Season 1 felt overstuffed with plot threads, character development, and big revelations. Season 2 felt like it wasted at least three episodes on make-work.

I understand that these sequences were largely to provide Rios his love interest and reason for his exit, as well as exploring Raffi and Seven’s individual and joint issues, but I thought all of that felt awkwardly wedged in – the brief mention of Seven and Raffi’s relationship seemed like an “oh yeah, we should probably mention that sometime” moment.

The Finale

The final episode was all over the place. The climax was the crew foiling Soong, and the Europa mission successfully launching, at the cost of Tallinn’s life. This followed the departure of Jurati having negotiated a truce and a new path forward with the Borg Queen, which was not very believable. The denouement was the very unsatisfying wrap-up of the Q thread.

A nice aside here was the return of Wil Wheaton as Wesley Crusher, who is now one of the Travellers he’d encountered in NextGen, and who now travels in space and time. The Travellers oversee the Supervisors, which interestingly firmly establishes the Supervisors as a force for good (they’ve been portrayed more quixotically in spin-off fiction – notably the excellent Star Trek: Year Five comic book series). While I’ve certainly seen Wheaton act as an adult, seeing him play Crusher when both of them seem much more confident and accomplished was fun to see.

The remaining denouement was largely a miss. Queen Jurati calls off her attack and teams up with the Federation fleet to stave off a “galaxy class event” which has basically been manufactured for one big special effects moment. This is NextGen plotting at its worst. Then she petitions for membership, and that’s that. This needed much more unpacking, since this is a human/borg hybrid who’s lived for almost four hundred years and is a unique entity. We don’t need the Federation Council arguing about the merits of giving them provisional membership, but some character moments between her and Picard, or even a chewier segment exploring how these Borg are different from other Borg (and how they’ve avoided the other Borg all these centuries!) would have provided some closure. As it was – enh.

Picard’s final chat with Guinan was largely pro forma, and his reconciliation with Laris was appropriate and necessary, but it felt like the characters were given the short shrift, either being overlooked or being told rather than shown. The episode dotted most of the i’s and crossed most of the t’s, but ultimately it was just okay.

In Conclusion

This season had a lot of ambitions, but it jammed too many disparate pieces together, and the main plot was a routine Trek story awkwardly told. It’s impossible to say “where things went wrong”, but I think they should have limited the 21st century sequence to four episodes at most, and figured out a more compelling 25th century story to work through in the remaining four episodes, perhaps making Q’s condition more dire, and exploring the nature of Queen Jurati in some depth. They should have found a different way to work with Rios’ departure, and completely rethink Seven and Raffi, who just didn’t have much opportunity to shine. Certainly this would have resulted in a very different season, but focusing the 21st century part to be much shorter I think would have eliminated most of the chaff that we saw which giving the larger story more room to breathe.

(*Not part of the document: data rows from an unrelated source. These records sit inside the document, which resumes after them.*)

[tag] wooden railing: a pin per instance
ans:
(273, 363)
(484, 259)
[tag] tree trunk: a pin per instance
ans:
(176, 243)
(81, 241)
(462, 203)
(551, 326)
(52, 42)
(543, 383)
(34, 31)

Easier said than done, to be sure.

While better than your typical block of NextGen episodes (and better than the third season of Star Trek: Discovery by a country mile – I stopped watching that show after that one), this was a letdown compared to season 1. And while that was a huge standard to live up to, I think this season undershot even what it could have been.

I have not been much spoiled for season 3, but from what I have heard, I worry that it will be a season of even greater fan service, rather than focusing on Picard and his way-more-interesting-than-the-NextGen-crew supporting cast from this series. Hopefully they can go out with a bang. But if not, at least I hope we get to see Brent Spiner chew all the scenery one more time.